Revelations likes this are like gold to the wise-guys in a dressing room.
He says: "A few of the boys have said, 'What would you do if we put a chicken in your car?'
"I said, 'Without question, that friendship would be dead'. They were testing my levels of how bad I'd react. I tell them, 'Boys, no joking, there'd be serious payback'."
Seymour spent the first nine years of his life in Nashville but there's not a lot of the States left in him, he says. A trace of an accent, perhaps. When you say that he seems to have the positive can-do American attitude, he laughs at the thought of it.
"The boys would find that funny," he suggests. "My nickname is Stern because they say I'm always grumpy, but one thing I'll say about spending my early years in America was that a love of sport was instilled in me. I played a lot of soccer and basketball before I ever played rugby.
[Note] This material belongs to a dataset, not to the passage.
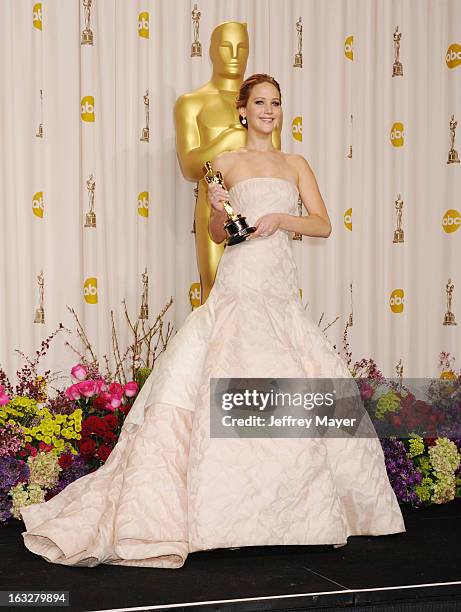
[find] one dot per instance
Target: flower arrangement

"Michael Jordan was my inspiration, He was the one. As a kid, I loved the man. I had posters of him all over my bedroom wall. He was a magician, untouchable. The things he could do as an athlete were unbelievable. His awareness on the court, I was in awe of him. He was the guy who made me love sport more than anybody else."
These are the best days of Seymour's career, but he hasn't forgotten what it was like before, when he was in the shadows at Ravenhill, unplayed and unwanted.
He says: "There was a lot of frustration there. I was a young guy but I wasn't getting game-time. I felt I had something to offer but some of the people there didn't think I had. That's disappointing for a player, when you say 'Look, I've got something and they say, 'No, you don't'.
"There just weren't any opportunities. I was really happy and grateful to come here. It feels like home, it feels like my club, it feels like a perfect fit. In terms of who you want to win a title with, these boys are who you'd want to win with."
Their European adventure had an explosive beginning this season, a romp against Bath to start with - Seymour scored one of Glasgow's five tries that day - and a two-point win in Montpellier to follow, not that he recalls a whole lot about it. He got knocked out having made an unwise decision to run at the French team's hulking lock, Sitaleki Timani, who comes in at 6ft 8in and 19st.
"I picked out the biggest dude on the pitch and took a quick dirt nap," says Seymour. "I ran the worst line possible into the most enormous player known to man. He batted me off like a fly. I came around and the doctor and the physios took amazing care of me, but it was a fair old clatter.
"Concussion is such an important issue now and it's easy to see why it's important because of the studies in the NFL and the impact that head knocks can have on athletes in later life.
"There's one thing you don't mess around with and that's your head. The concussion message has really hit home. There can never be too much safety put around it."
Glasgow - if not Seymour - were sitting pretty after two games of the Champions Cup, but back-to-back losses to Toulouse and Bath's recovery from their wretched opening match changed the narrative of the group. They've made life hard for themselves now. Qualification is not impossible, but it's going to require something truly special.
"It's a serious job on our hands, but we always knew it was going to be like this," Seymour adds.
"We knew that it was going to come down to the last match and that we'd have to win it. They're a quality attacking team, Bath. When they get the ball they're really enthusiastic about trying punish defences. They showed it in Toulouse. You give them an inch and they'll take a mile."
We finish with a question from left-field. If he was to invite four people round for dinner, who would they be? He doesn't need any time to answer. Four? He wouldn't have that many for a start.
"No, it would be dinner for two, by candlelight," he replies.
"Me and Michael Jordan. And we'd have chicken."